2012-09-11 09:17:04     INFO [quantum.api.extensions] Initializing extension manager.
2012-09-11 09:17:04     INFO [quantum.api.extensions] Loading extension file: _authzbase.py
2012-09-11 09:17:04     INFO [quantum.api.extensions] Loading extension file: addressbook.py
2012-09-11 09:17:04    DEBUG [quantum.api.extensions] Ext name: addressbook
2012-09-11 09:17:04    DEBUG [quantum.api.extensions] Ext alias: dhaddressbook
2012-09-11 09:17:04    DEBUG [quantum.api.extensions] Ext description: An addressbook extension
2012-09-11 09:17:04    DEBUG [quantum.api.extensions] Ext namespace: http://docs.dreamcompute.com/api/ext/v1.0

Switch to q-svc screen and press Ctrl-C

To enable Quote Support

Stop q-svc as add the following to [QUOTA] section of /etc/quantum/quantum.conf:

quota_portforward = 10
quota_filterrule = 100
quota_addressbook = 5
quota_addressbookgroup = 50
quota_addressbookentry = 250

Add the follow to /etc/quantum/policy.json to enable policies:

"create_filerrule": [],
"get_filterrule": [["rule:admin_or_owner"]],
"update_filterrule": [["rule:admin_or_owner"]],
"delete_filterrule": [["rule:admin_or_owner"]],
"create_addressbook": [],
"get_addressbook": [["rule:admin_or_owner"]],
"update_addressbook": [["rule:admin_or_owner"]],
"delete_addressbook": [["rule:admin_or_owner"]],
"create_addressbookgroup": [],
"get_addressbookgroup": [["rule:admin_or_owner"]],
"update_addressbookgroup": [["rule:admin_or_owner"]],
"delete_addressbookgroup": [["rule:admin_or_owner"]],
"create_addressbookentry": [],
"get_addressbookentry": [["rule:admin_or_owner"]],
"update_addressbookentry": [["rule:admin_or_owner"]],
"delete_addressbookentry": [["rule:admin_or_owner"]]

Restart q-svc by using up arrow to retrieve the command from the history.

Appendix

To manually start and stop Quantum Services under DevStack:

Run 'screen -x'. To show a list of screens, use Ctrl+A+" (double quote char)
Select q-svc.

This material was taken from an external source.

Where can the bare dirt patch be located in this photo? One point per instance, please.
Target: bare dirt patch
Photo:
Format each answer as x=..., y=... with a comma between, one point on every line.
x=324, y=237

In most cases - Ctrl+A+1 should work.
Run the following to start Quantum or Ctrl+C to stop:
```
$ need-command-here
```

Gotchas

There is no Quantum Model validation for source and destination protocols in FilterRule. I.e., you can create forward rules between UDP and TCP or anything else. Currently validation happens only in Horizon. If you use the API directly, you are on your own!